Chaque Noël, quand nous arrivions aux Escoumins juste avant le réveillon, après des heures de route souvent dans la tempête, la maison de mes grands-parents était déjà pleine des odeurs du festin qui se préparait. Nous avions toujours le sentiment d'être arrivés dans un refuge imprenable.

La cuisine était le domaine de ma grand-mère et le grand chaudron de fonte qui était déjà au four depuis l'après-midi contenait un plat mythique: un cipaille! Arthémise avait passé le plus clair des deux journées précédentes à préparer les viandes de gibier que son père, un Montagnais qui vivait de la chasse et de la pêche, lui avait apportées. D'une année à l'autre, on pouvait avoir de l'orignal, du cerf, de la perdrix, du lièvre ou quelques autres gibiers qu'il avait capturés lors de ses tournées dans les bois de la Côte-Nord.

À la table des enfants, nous n'aurions pu dire avec certitude ce que nous mangions et nous aurions sans doute levé le nez sur nos assiettes dans toute autre maison que celle-là. Mais c'était toujours succulent et les plus gourmands d'entre nous en redemandaient, au grand dam des adultes qui mangeaient après nous et craignaient de perdre leur deuxième portion...
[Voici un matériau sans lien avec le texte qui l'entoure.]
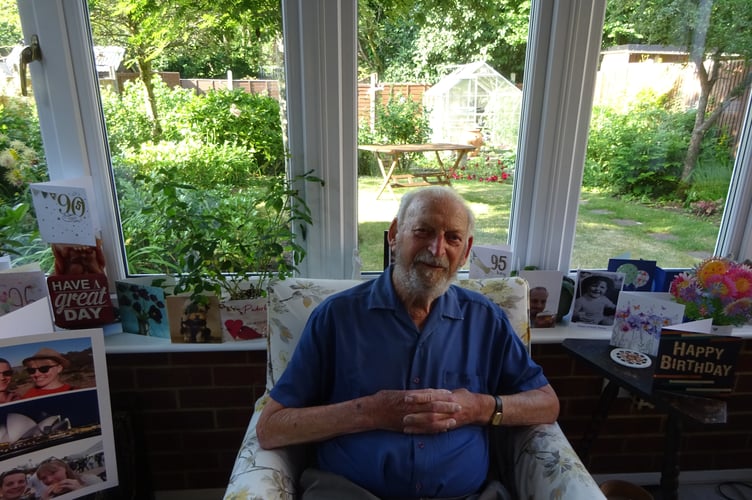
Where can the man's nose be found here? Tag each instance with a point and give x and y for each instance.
(438, 245)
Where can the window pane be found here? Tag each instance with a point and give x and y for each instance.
(431, 81)
(643, 196)
(22, 159)
(193, 104)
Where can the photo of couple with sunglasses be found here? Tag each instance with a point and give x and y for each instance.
(41, 374)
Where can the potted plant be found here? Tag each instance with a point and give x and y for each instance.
(231, 241)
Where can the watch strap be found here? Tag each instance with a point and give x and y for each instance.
(498, 414)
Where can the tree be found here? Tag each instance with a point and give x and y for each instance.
(421, 39)
(712, 31)
(151, 30)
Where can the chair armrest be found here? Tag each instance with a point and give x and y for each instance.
(260, 474)
(545, 465)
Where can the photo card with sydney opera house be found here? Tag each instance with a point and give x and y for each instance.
(56, 429)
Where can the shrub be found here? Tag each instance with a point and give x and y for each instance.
(399, 121)
(22, 159)
(244, 120)
(200, 164)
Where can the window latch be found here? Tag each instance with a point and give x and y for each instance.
(29, 54)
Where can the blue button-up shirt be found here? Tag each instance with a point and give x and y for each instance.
(362, 340)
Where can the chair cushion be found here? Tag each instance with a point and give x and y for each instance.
(290, 304)
(511, 294)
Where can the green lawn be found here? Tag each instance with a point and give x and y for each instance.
(606, 227)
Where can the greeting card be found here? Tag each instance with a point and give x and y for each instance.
(80, 301)
(243, 319)
(490, 261)
(640, 317)
(64, 211)
(194, 322)
(698, 363)
(31, 319)
(20, 286)
(545, 290)
(142, 307)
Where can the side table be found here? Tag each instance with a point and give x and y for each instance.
(639, 381)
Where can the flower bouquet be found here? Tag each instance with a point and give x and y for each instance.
(716, 288)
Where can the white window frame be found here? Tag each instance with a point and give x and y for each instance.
(320, 51)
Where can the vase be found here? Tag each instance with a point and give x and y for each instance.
(722, 329)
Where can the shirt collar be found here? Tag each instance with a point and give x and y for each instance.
(383, 296)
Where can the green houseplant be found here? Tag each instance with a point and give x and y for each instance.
(229, 241)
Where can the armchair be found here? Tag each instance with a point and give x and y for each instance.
(538, 461)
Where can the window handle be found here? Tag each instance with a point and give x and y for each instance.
(28, 54)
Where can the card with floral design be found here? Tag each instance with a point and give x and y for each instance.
(640, 317)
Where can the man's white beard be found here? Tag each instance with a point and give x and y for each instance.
(431, 284)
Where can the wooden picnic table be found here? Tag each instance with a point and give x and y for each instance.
(393, 152)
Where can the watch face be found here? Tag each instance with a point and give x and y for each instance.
(497, 418)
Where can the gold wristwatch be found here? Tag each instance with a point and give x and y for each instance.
(498, 414)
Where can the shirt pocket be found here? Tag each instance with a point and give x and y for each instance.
(457, 380)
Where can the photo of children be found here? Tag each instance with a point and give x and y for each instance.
(56, 436)
(596, 295)
(545, 293)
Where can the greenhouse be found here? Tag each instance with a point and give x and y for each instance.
(474, 96)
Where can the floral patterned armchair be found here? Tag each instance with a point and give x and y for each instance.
(539, 461)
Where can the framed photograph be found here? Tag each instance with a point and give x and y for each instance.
(56, 432)
(595, 297)
(545, 291)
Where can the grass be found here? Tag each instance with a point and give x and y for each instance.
(606, 227)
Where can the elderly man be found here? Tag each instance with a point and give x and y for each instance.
(396, 380)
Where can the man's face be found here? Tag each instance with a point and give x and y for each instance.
(14, 486)
(430, 245)
(45, 371)
(6, 375)
(538, 298)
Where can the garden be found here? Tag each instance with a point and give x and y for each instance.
(220, 153)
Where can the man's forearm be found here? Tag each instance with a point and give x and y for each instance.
(279, 426)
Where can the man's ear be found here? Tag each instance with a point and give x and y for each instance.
(392, 235)
(467, 250)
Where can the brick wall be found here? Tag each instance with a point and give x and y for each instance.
(189, 412)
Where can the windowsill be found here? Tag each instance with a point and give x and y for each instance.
(117, 342)
(574, 331)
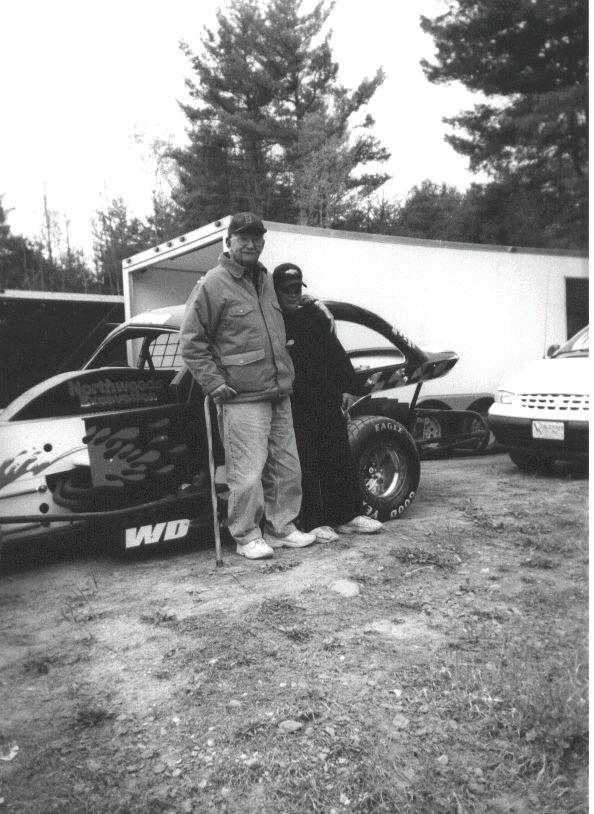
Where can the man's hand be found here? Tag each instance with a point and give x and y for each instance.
(347, 402)
(222, 393)
(319, 304)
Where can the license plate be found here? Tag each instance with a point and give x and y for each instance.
(550, 430)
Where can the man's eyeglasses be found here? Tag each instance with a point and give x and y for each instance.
(243, 240)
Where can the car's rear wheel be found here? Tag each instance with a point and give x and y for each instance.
(387, 465)
(530, 461)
Une ou deux décennies plus tard, c'était au tour de ma mère, Claire, l'aînée des 10 Létouneau, de recevoir la famille avec sa propre version du cipaille. Elle prépare ce plat encore aujourd'hui, dans les «grandes occasions». Si sa recette trahit maintenant les 60 années qu'elle a passé loin des Escoumins, dans la région montréalaise, elle n'est pas moins délicieuse que celle de sa mère.

Alors qu'Arthémise était toujours fidèle à la recette de ses ancêtres, Claire a adapté la sienne aux goûts de ses enfants et de ses invités, mais aussi aux réalités de la vie en ville. Faute d'avoir un chasseur dans la famille, trouver du gibier à un coût raisonnable n'est pas évident et ma mère a remplacé le lièvre, la perdrix ou l'orignal par du poulet, du boeuf et du porc.

Pour le goût, elle n'hésite pas à ajouter des lardons, à varier la garniture de légumes et même à ajouter un peu de sauce «hot chicken». Sa recette est toutefois semblable à celle de sa mère dans sa préparation et dans la cuisson prolongée qui emplit la maison des odeurs réconfortantes de notre enfance.

Ce sont donc deux recettes de cipaille que nous vous proposons aujourd'hui, chacune témoin d'une génération de cuisinières québécoises, aussi savoureuses l'une que l'autre et relativement simples à réaliser.

Ma mère connaît évidemment sa propre recette «par coeur» et l'a préparée à la perfection pour ce reportage. Il a toutefois fallu faire un peu de recherche pour reconstituer celle de ma grand-mère, trouver du gibier, et bien vérifier auprès de ses filles qu'elle ne mettait bien qu'une seule pâte sur l'ensemble de son oeuvre.

Un matin récemment, nous nous sommes attaqués, ma mère et moi, à la réalisation du cipaille de ma grand-mère. Les odeurs sont encore là.